If you are traveling with a U-Haul or trailer, you must enter the base through the Grandview Gate.  Take I-84 and follow the same directions above, however from Airbase Road you will want to take a right on Grandview Road and follow the road until you see the Grandview Gate on the left.  Grandview Gate hours are from 6am-10pm daily.

Driving Directions

No matter which direction you come from, take Idaho Interstate 84. From the airport, head southwest on W Airport Way.  Contnue on to Vista Connector Road. Turn Right to merge onto I-84 toward Mountain Home.  Take exit 90 for I-84 toward State Hwy 51/State Hwy 67/Mountain Home/Bruneau. Merge onto I-84 BUS E/Old US 30/Sunset Strip. Contunie to follow I-84 BUS E/Old US 30 E. Continue onto W 6th St, which turns into Airbase Rd after the overpass. This will lead you directly to the base gate. 

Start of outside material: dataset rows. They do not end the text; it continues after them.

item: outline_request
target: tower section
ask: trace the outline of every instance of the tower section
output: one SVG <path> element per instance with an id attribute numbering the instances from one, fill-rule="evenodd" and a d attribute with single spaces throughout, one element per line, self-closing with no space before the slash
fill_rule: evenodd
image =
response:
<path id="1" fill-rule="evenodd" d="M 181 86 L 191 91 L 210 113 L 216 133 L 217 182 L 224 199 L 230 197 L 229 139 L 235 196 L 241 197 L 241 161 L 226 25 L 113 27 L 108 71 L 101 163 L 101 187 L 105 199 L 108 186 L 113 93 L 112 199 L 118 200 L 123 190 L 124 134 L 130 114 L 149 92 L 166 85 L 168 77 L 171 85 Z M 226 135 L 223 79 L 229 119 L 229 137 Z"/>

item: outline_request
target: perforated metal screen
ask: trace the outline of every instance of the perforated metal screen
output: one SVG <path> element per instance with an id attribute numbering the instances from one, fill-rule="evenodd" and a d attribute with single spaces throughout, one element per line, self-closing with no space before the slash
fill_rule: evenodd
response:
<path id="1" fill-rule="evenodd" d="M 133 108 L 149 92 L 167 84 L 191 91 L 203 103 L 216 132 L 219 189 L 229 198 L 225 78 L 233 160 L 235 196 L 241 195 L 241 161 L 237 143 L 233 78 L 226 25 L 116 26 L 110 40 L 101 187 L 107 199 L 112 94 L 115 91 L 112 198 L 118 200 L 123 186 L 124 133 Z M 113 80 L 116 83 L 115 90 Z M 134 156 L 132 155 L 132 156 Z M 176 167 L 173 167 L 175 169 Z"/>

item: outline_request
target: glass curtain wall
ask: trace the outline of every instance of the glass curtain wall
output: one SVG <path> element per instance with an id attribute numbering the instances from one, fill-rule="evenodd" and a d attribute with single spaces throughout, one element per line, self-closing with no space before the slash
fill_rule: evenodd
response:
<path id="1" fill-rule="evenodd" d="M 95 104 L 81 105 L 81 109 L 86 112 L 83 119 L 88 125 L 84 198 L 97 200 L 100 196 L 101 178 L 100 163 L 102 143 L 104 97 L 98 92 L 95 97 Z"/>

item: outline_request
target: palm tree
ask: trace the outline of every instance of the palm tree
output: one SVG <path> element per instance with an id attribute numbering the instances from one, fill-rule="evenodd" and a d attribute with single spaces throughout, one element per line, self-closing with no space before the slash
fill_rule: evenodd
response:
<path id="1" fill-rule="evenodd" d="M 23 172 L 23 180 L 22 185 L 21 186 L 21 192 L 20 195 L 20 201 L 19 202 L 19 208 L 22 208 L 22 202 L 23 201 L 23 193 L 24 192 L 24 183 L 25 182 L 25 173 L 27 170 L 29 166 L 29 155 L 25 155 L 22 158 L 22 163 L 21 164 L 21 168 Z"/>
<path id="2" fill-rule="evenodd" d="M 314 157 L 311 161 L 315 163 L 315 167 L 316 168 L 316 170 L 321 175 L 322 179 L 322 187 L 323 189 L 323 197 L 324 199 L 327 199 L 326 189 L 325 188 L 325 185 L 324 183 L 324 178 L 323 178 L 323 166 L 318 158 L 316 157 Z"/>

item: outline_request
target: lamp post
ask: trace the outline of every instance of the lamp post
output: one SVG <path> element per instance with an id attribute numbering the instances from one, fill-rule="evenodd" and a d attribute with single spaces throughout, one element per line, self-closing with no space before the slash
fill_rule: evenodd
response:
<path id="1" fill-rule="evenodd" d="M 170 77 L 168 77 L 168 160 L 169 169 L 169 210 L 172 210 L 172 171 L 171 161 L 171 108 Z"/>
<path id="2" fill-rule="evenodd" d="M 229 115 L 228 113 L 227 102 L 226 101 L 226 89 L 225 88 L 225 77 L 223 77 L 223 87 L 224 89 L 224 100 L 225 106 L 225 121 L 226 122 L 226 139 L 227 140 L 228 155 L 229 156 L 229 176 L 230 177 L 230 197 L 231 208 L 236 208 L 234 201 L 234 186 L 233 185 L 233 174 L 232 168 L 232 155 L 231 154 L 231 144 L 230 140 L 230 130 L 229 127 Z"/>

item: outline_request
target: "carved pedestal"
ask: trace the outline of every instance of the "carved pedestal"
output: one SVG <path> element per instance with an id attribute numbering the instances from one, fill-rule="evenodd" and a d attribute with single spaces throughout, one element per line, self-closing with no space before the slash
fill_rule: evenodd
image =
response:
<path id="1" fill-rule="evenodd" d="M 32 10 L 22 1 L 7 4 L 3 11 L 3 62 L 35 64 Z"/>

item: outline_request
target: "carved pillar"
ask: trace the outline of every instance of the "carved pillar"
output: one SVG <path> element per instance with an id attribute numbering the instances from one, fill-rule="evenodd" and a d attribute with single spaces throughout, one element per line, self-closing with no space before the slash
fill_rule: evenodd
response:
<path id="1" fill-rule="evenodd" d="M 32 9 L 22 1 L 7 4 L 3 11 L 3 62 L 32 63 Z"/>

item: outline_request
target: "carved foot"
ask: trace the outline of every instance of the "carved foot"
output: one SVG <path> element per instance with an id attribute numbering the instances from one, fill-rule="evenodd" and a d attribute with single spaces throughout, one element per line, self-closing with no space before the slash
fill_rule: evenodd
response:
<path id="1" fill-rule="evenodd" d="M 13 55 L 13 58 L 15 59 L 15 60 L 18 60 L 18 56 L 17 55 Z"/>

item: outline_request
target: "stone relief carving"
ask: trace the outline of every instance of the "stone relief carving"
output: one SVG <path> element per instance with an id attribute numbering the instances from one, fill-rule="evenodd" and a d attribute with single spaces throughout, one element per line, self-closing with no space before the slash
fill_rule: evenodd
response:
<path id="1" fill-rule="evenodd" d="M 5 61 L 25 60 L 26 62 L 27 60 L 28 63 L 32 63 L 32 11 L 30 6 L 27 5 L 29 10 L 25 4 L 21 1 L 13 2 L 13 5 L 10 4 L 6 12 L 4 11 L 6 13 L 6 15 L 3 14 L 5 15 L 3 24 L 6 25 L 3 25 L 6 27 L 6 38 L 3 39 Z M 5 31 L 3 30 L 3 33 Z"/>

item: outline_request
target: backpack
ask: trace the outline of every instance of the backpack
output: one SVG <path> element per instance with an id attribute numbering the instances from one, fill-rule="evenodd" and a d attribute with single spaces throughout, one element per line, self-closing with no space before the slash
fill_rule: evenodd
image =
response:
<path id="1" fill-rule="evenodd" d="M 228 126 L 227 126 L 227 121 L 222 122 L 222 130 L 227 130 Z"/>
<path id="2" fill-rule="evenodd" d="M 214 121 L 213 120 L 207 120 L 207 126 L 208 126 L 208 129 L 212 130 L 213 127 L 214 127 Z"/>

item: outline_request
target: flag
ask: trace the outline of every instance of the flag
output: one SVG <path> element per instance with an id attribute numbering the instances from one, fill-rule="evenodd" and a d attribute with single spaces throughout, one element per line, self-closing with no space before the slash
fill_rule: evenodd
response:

If you are travelling with non id-card holders in a separate vehicle, they must have license, insurance, and registration and check in at the front gate Visitor Center on the right hand side of the gate. If you are hauling your household goods, you must use the Grandview gate. Just turn right onto Grandview from Airbase Road and Grandview gate is on the left. Grandview gate hours are 6am-10pm every day. As of August 2011, you must register your ID card with the base electronic verification system before being granted access through the gate. This can be accomplished at the Visitors Center at the main gate.


There is only one airport within 60 miles of the base and that is the Boise Airport. Have your sponsor pick you up upon your arrival otherwise there are only taxis available, which are very expensive.